Philadelphia Orchestra/Yannick Nézet-Séguin (DG)

Our rating

5

Published: February 18, 2021 at 9:00 am

CD_4839839_Rachmaninov

Rachmaninov Symphony No. 1; Symphonic Dances Philadelphia Orchestra/Yannick Nézet-Séguin DG 483 9839 79:32 mins

The two deepest, most soul-searching of Rachmaninov’s purely orchestral works, and an orchestra nurtured in the ‘Rachmaninov sound’ by Stokowski and Ormandy during the composer’s lifetime: what a gift for a great interpreter of our times. You need not only a sensitivity to the special string warmth but also an ideal flexibility for the tempo rubato implied when not explicitly requested in so much of Rachmaninov’s music.

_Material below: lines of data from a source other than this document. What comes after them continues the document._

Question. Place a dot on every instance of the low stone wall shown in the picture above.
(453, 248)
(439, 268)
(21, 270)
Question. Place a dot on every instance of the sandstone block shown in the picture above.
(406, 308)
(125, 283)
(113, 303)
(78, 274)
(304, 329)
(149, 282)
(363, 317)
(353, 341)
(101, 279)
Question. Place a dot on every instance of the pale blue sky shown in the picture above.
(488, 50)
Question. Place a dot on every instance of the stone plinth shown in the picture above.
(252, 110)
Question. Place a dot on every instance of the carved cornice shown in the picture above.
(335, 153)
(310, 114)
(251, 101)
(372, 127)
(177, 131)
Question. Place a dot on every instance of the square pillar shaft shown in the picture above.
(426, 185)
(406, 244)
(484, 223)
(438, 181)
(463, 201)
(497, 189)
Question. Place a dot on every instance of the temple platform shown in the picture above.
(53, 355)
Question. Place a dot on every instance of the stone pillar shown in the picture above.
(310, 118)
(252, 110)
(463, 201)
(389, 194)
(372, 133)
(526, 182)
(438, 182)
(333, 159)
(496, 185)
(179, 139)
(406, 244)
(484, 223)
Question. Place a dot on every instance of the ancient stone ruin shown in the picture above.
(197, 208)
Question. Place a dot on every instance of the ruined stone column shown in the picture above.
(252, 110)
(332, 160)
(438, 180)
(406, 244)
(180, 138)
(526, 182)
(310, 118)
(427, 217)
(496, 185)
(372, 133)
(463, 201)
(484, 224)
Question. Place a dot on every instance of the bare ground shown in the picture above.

Charles Dutoit, who recorded the major orchestral works with the Philadelphia in the early 1990s, didn’t have it; Nézet-Séguin does, in spades, and he’s allowed an occasional largesse which slightly holds up the pell-mell progress of the First Symphony’s fateful finale cavalcade. But it proves irresistible at the heart of the midnight reckoning in the last of the Symphonic Dances, crisp and buoyant in its outer panels until we get to the earthy quotation from the composer’s Vespers.

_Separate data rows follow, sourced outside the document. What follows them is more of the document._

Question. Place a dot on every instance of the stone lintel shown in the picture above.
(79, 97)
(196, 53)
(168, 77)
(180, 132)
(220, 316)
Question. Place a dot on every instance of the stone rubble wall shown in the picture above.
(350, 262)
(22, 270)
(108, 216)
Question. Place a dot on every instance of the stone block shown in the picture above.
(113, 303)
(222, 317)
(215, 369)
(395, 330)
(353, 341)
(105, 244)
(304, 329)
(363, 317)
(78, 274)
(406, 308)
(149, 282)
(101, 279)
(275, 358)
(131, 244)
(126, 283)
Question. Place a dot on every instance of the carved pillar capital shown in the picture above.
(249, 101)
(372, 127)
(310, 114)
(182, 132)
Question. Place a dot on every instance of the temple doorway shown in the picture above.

Nor is this conductor prone to indulgence; he knows Philadelphia strings can apply swoony portamento, but proves sparing with it, and I’ve never heard a more inward, poignant handling of the first dance’s central reverie than we get from gently meshing woodwind and later unison first violins with cellos. It’s a pity to see the CD note regurgitating the exaggerated history of the First Symphony’s premiere; it would be preferable to have more on the music itself. But every possible light, from tender to savage, is thrown on it by the interpretation, and any lack of warmth in the acoustic is amended in the glow of the playing.